The Sand Band – All Through the Night

La notte e il buio possono ispirare i talenti migliori. Forse è solo questo il segreto delle canzoni contenute nell’esordio dei The Sand Band, giovane formazione originaria di Liverpool. La stampa inglese ne sta tessendo le lodi a gran voce, utilizzando spesso aggettivi impegnativi e acclamando David McDonnell (il songwriter del gruppo) come uno tra i migliori autori in circolazione.

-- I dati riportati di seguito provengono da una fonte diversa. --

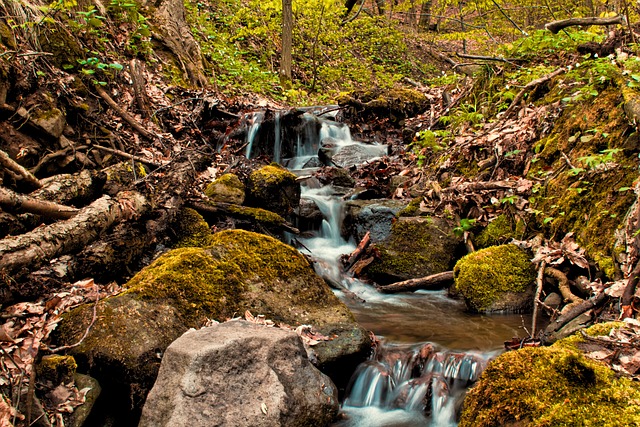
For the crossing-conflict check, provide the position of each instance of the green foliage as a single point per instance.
(241, 42)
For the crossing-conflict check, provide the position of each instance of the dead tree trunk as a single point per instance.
(556, 26)
(32, 249)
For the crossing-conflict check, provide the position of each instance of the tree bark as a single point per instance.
(287, 37)
(8, 163)
(17, 203)
(142, 99)
(556, 26)
(435, 281)
(30, 250)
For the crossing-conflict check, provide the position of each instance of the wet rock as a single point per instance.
(227, 189)
(496, 279)
(375, 216)
(239, 374)
(554, 385)
(273, 188)
(346, 156)
(82, 412)
(238, 271)
(416, 247)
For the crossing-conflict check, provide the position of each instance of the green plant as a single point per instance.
(463, 226)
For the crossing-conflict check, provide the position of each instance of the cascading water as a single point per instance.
(402, 384)
(255, 121)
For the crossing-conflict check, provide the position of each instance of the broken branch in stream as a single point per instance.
(434, 281)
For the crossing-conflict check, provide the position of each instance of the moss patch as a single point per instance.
(497, 232)
(274, 188)
(486, 276)
(417, 247)
(191, 230)
(550, 386)
(587, 199)
(196, 284)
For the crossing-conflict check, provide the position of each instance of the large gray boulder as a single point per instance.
(239, 374)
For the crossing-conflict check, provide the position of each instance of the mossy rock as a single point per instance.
(238, 271)
(54, 369)
(550, 386)
(227, 189)
(496, 279)
(191, 230)
(589, 201)
(497, 232)
(417, 247)
(273, 188)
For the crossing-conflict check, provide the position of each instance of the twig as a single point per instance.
(126, 116)
(528, 86)
(129, 156)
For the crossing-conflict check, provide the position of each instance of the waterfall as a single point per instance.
(420, 385)
(401, 385)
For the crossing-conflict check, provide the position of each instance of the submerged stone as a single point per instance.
(495, 279)
(238, 271)
(416, 247)
(273, 188)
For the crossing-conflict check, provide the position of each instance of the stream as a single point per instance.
(430, 348)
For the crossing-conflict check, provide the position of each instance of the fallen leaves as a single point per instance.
(22, 337)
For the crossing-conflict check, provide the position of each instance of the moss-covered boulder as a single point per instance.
(238, 271)
(274, 188)
(495, 279)
(498, 232)
(416, 247)
(550, 386)
(227, 189)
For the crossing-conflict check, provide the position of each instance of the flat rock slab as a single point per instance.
(239, 374)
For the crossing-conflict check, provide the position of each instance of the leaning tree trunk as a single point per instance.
(174, 33)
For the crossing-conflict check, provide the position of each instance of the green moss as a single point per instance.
(228, 188)
(191, 230)
(262, 216)
(552, 386)
(587, 201)
(413, 208)
(497, 232)
(56, 369)
(416, 247)
(484, 276)
(195, 283)
(274, 188)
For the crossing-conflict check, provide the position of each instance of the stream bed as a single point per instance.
(430, 349)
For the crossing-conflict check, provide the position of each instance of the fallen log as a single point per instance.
(7, 162)
(18, 203)
(32, 249)
(574, 312)
(268, 219)
(126, 116)
(556, 26)
(433, 282)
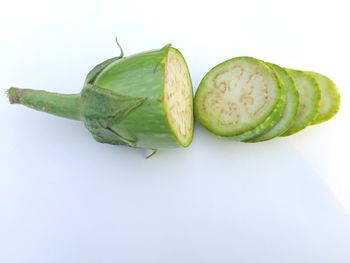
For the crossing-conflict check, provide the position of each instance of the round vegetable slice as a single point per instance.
(309, 100)
(330, 98)
(290, 109)
(144, 100)
(239, 98)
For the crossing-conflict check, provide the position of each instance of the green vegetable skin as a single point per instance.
(144, 100)
(330, 97)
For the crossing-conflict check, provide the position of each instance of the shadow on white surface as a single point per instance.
(217, 201)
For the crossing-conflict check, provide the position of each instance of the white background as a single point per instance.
(66, 198)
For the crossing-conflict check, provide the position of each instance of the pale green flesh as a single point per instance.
(290, 109)
(236, 97)
(330, 98)
(143, 76)
(309, 100)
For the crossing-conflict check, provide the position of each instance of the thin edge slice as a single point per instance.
(290, 109)
(309, 100)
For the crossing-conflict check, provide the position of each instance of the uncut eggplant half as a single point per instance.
(240, 99)
(143, 100)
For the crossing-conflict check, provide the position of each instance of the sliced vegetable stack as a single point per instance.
(246, 99)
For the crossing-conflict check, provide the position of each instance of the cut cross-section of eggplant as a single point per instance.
(240, 99)
(290, 109)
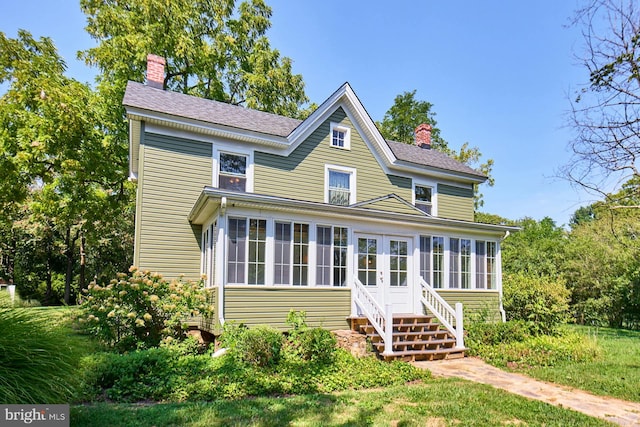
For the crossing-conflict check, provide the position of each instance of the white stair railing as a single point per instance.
(381, 319)
(450, 318)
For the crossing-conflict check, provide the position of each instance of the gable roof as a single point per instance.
(146, 103)
(144, 97)
(429, 157)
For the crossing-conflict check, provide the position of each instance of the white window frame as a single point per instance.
(352, 181)
(347, 135)
(217, 150)
(430, 185)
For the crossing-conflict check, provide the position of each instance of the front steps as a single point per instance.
(415, 337)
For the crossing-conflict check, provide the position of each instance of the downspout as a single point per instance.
(222, 254)
(503, 314)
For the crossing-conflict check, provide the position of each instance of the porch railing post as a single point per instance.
(459, 326)
(388, 329)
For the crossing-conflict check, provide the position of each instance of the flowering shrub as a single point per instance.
(142, 309)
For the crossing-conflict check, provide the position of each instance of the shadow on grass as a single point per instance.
(314, 409)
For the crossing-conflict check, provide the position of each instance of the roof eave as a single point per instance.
(205, 128)
(291, 205)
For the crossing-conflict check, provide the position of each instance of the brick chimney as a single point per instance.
(155, 71)
(423, 135)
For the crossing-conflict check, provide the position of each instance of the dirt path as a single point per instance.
(473, 369)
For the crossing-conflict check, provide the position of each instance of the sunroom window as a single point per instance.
(331, 256)
(232, 174)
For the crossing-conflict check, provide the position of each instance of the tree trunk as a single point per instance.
(70, 243)
(83, 261)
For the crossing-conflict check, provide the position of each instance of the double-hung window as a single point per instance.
(331, 256)
(340, 136)
(232, 172)
(246, 250)
(340, 186)
(422, 196)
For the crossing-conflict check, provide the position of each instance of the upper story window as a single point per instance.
(232, 173)
(340, 185)
(340, 136)
(423, 201)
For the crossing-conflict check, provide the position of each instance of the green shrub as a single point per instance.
(543, 350)
(260, 346)
(480, 334)
(38, 357)
(314, 344)
(142, 309)
(542, 302)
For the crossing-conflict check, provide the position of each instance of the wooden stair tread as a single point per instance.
(428, 342)
(426, 352)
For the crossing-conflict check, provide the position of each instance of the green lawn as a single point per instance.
(616, 373)
(435, 403)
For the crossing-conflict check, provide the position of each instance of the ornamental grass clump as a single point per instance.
(142, 309)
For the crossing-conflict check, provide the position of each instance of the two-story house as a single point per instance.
(322, 214)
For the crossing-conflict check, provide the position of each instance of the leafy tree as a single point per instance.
(58, 173)
(536, 250)
(601, 263)
(605, 111)
(406, 113)
(216, 50)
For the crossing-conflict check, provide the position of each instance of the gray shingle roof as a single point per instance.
(427, 157)
(140, 96)
(144, 97)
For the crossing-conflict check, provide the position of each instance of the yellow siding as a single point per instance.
(325, 307)
(455, 202)
(301, 175)
(474, 301)
(173, 175)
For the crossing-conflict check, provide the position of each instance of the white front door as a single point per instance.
(383, 266)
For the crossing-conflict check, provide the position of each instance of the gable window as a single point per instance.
(340, 185)
(331, 254)
(232, 174)
(422, 196)
(340, 136)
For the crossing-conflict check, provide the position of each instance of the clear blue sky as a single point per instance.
(497, 72)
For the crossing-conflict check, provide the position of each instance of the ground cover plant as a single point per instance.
(260, 362)
(434, 403)
(39, 354)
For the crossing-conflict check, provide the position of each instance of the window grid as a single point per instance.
(340, 246)
(236, 238)
(438, 262)
(257, 251)
(423, 198)
(300, 254)
(282, 251)
(232, 172)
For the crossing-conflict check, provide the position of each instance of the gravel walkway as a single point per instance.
(473, 369)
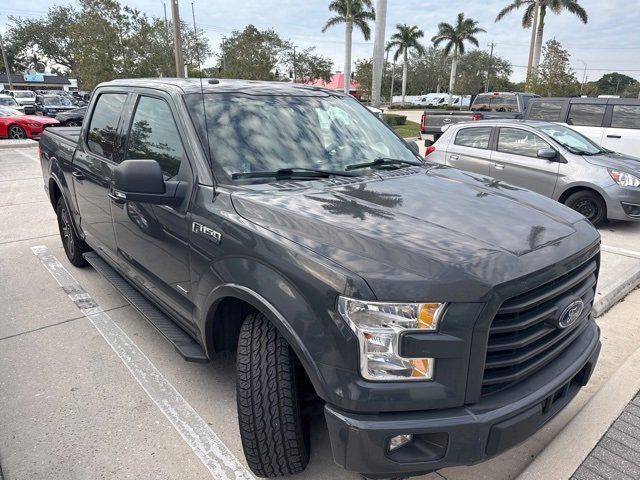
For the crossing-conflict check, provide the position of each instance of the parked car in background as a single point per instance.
(26, 98)
(18, 126)
(485, 106)
(549, 159)
(51, 105)
(9, 101)
(611, 122)
(72, 118)
(431, 318)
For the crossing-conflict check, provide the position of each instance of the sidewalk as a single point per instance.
(617, 454)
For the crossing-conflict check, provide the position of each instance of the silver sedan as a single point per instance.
(549, 159)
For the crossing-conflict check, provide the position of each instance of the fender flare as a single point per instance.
(265, 307)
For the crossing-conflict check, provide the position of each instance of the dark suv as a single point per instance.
(437, 317)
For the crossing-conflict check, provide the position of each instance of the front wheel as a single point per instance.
(74, 246)
(274, 440)
(589, 204)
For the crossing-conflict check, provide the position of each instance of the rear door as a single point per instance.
(469, 150)
(516, 161)
(98, 152)
(153, 240)
(623, 134)
(588, 119)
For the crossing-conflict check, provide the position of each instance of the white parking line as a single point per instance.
(214, 454)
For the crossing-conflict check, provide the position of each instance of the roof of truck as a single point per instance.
(210, 85)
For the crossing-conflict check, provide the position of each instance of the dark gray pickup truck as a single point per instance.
(486, 106)
(433, 316)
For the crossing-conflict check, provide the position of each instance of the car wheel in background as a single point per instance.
(74, 247)
(274, 439)
(589, 204)
(16, 132)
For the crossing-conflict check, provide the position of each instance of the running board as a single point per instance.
(184, 344)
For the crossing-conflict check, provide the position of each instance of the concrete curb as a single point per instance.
(17, 144)
(565, 453)
(616, 292)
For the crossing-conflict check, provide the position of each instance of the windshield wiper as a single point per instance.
(297, 172)
(380, 162)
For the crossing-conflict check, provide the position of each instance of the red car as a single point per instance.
(17, 125)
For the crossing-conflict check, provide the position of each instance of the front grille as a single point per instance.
(522, 337)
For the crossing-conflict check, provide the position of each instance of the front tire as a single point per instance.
(589, 204)
(271, 427)
(74, 246)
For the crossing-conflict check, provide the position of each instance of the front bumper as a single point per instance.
(464, 435)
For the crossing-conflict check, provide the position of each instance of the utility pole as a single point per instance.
(378, 52)
(177, 39)
(486, 87)
(6, 64)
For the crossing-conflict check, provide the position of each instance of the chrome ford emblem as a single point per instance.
(571, 314)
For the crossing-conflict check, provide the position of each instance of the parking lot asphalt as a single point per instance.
(75, 407)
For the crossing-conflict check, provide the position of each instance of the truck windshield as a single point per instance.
(491, 102)
(571, 140)
(266, 133)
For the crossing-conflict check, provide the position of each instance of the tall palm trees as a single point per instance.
(406, 38)
(537, 10)
(352, 13)
(454, 38)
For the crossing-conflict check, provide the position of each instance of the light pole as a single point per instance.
(378, 52)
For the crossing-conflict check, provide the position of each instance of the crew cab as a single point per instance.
(436, 317)
(486, 106)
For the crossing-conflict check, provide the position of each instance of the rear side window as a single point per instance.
(586, 115)
(154, 135)
(477, 137)
(520, 142)
(103, 129)
(626, 116)
(547, 111)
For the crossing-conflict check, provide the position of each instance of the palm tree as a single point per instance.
(464, 30)
(539, 8)
(351, 12)
(406, 38)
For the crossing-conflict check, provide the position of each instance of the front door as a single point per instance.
(516, 161)
(92, 172)
(153, 240)
(469, 150)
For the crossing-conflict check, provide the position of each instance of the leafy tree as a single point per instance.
(405, 39)
(352, 13)
(614, 83)
(555, 6)
(308, 65)
(454, 38)
(252, 54)
(555, 78)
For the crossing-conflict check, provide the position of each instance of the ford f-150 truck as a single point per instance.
(434, 317)
(486, 106)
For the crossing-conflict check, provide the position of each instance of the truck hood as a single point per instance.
(615, 160)
(437, 224)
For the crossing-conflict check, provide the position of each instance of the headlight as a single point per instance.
(624, 179)
(378, 326)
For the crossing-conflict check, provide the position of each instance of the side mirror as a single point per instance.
(142, 181)
(547, 153)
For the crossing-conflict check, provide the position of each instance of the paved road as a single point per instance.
(106, 396)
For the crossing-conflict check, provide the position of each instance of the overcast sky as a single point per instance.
(609, 42)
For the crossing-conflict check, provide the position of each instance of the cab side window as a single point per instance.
(520, 142)
(103, 129)
(154, 135)
(477, 137)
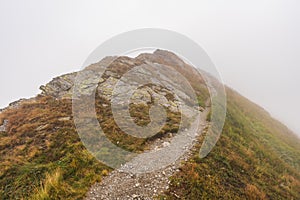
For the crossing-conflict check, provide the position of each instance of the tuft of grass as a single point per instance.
(50, 185)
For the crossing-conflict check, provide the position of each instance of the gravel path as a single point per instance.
(142, 178)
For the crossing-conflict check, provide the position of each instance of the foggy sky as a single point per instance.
(254, 44)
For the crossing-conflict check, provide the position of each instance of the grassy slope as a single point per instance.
(256, 158)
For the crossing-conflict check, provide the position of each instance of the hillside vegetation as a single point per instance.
(256, 158)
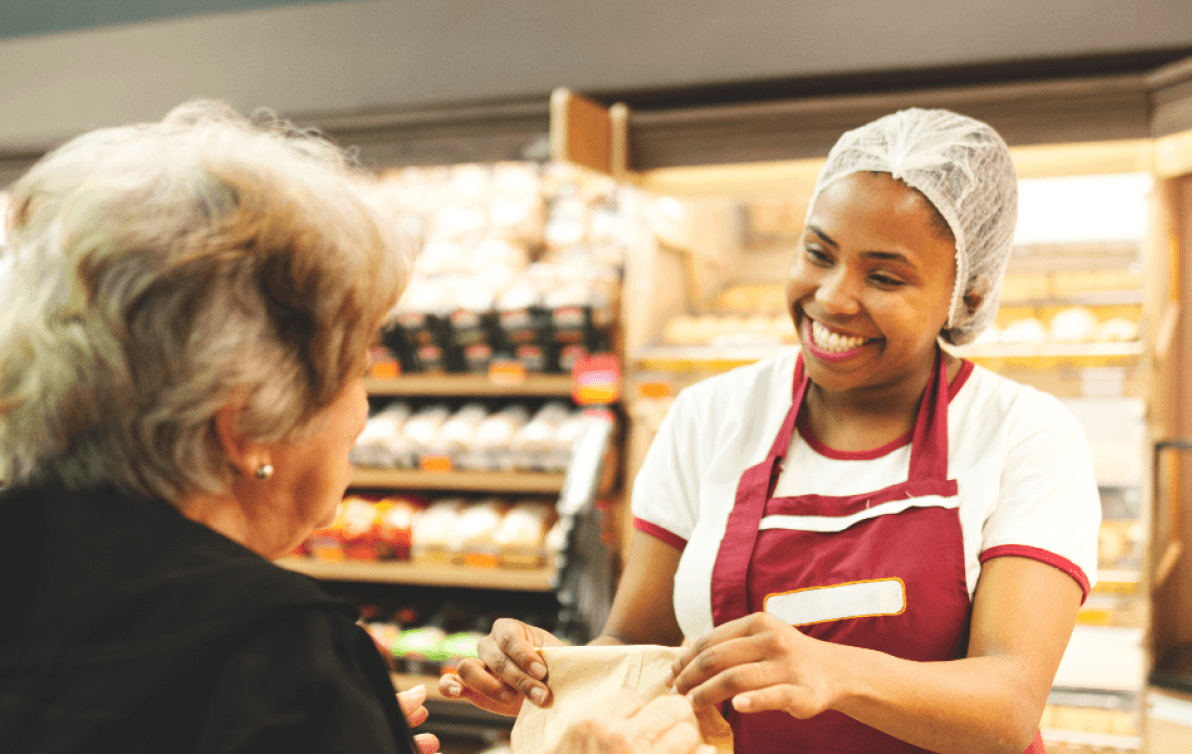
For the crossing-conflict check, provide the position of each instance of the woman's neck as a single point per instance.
(873, 416)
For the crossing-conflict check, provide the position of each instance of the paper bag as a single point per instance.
(582, 677)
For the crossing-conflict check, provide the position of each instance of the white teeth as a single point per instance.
(833, 342)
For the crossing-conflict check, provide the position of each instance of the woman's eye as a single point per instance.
(817, 256)
(886, 281)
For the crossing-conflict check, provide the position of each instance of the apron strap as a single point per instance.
(929, 443)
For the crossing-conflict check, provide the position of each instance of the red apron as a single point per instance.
(882, 569)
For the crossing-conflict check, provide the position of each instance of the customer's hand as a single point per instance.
(622, 726)
(509, 670)
(410, 700)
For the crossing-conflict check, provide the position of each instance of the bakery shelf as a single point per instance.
(1090, 740)
(486, 481)
(703, 357)
(1092, 298)
(1050, 350)
(446, 385)
(422, 574)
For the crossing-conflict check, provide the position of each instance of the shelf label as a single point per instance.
(507, 372)
(435, 463)
(596, 379)
(383, 365)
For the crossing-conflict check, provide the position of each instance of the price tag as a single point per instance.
(596, 380)
(507, 372)
(435, 463)
(383, 365)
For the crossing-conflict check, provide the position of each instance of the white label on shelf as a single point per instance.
(1103, 381)
(1173, 710)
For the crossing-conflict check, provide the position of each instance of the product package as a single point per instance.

Proprio nel titolo, “All Through the Night”, si nasconde una delle particolarità più interessanti di questo debutto: le canzoni sono state tutte registrate dopo il tramonto, spesso fino alle prime luci dell’alba, e risultano, dunque, inevitabilmente imbevute di una seducente cupezza notturna. Le danze si aprono con Set Me Free, una confessione intensa e romantica degna del miglior Richard Hawley, mentre The Secret Chord (il cui titolo deriva dal primo verso di Halleluja di Leonard Cohen) sfoggia un tappeto armonico sorprendente, a metà tra i Beatles e Jeff Buckley. Non sembrano canzoni vere e proprie, ma intense confessioni a lume di candela, scarne e dimesse. L’assenza di luce pervade ogni respiro dell’album, ed è tangibile come ciò si riveli spesso uno dei suoi punti di forza, accanto alla bellezza di canzoni come Open Your Wings, una tenera ballata svestita di ogni sgradevole orpello e che riflette la grande capacità evocativa della scrittura di McDonell. Una destrezza innegabile, che si ripete più volte nel corso di “All Through the Night”: basta citare la splendida serenata Song That Sorrow Sing o il folk obliquo di Someday the Sky, per certificare quanto detto.

La voce si mantiene sempre fioca, proprio come se non si volesse spezzare l’incantesimo di una notte piena di stelle, di parole e frasi da pronunciare. L’album raccoglie una manciata di vignette solitarie, rivelazioni intime che non si ha il coraggio di esporre con timbro alto e deciso e che, per questo, sono affidate ad un bisbiglio privo di qualsiasi urgenza comunicativa. McDonnell riversa nelle sue composizioni una vasta quantità di influenze, da Paul Simona Leonard Cohen, passando per Bob Dylan, fino ad arrivare a Elliott Smith e Mark Linkous. Il tono di fondo, malgrado il tratto americano delle influenze appena citate, resta però marcatamente british. Si avverte, in particolare, l’influsso delle ballate ombrose dei concittadini Echo & The Bunnymen, soprattutto nel modo di snocciolare certi umori depressi, certe ferite dell’anima. A dimostrarlo, in primis la title-track, apoteosi del cantautorato in stile Ian McCulloch.

Insomma, auguriamoci che la magia non s’interrompa, che la notte prosegua e che il talento di McDonnell ci fornisca altri meravigliosi gioielli come questi: per ora, comunque, “All Through the Night” si candida meritatamente tra i migliori debutti di questo 2011.